Je mentirais bien, si je jurais que je ne me sentis pas flattée, réjouie et un peu enivrée de l’effet produit par mon petit mérite sur un homme de cette distinction, peut-être fallait-il dire de cette valeur. Après la lettre que je venais de lire, il n’était plus possible de douter de sa loyauté ; restait à savoir si je devais compter sur la durée d’une flamme si soudaine. Mon amour-propre me suggérait d’y croire, et Frumence, en cherchant à le rabattre par ses doutes, le faisait un peu souffrir ; mais Frumence prétendait ne pas savoir juger ce genre de passions. Les dédaignait-il toutes, ou en connaissait-il une, une seule digne de lui, une seule qui eût été digne de moi ?

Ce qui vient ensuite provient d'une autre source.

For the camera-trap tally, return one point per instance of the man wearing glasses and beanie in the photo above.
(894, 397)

En cherchant à m’endormir pour échapper à cet imbroglio de mes pensées, je fis des rêves, ou plutôt des demi-rêves confus, à chaque instant dissipés par ma raison, qui voulait raisonner et ne pas se laisser abuser par le sommeil. Mac-Allan m’apparaissait sous des dehors charmants ; je lui prêtais encore plus de grâce et de distinction qu’il n’en avait, bien qu’il en eût réellement beaucoup ; je l’écoutais me dire mille choses que je n’avais pas comprises, qui m’avaient blessée, et qui maintenant caressaient mon oreille comme une musique délicieuse. Je le voyais cherchant à me rencontrer dans la montagne et revenant le cœur brisé parce que je l’avais évité, ou me suivant dans le ravin et s’enivrant du bonheur de me regarder lire.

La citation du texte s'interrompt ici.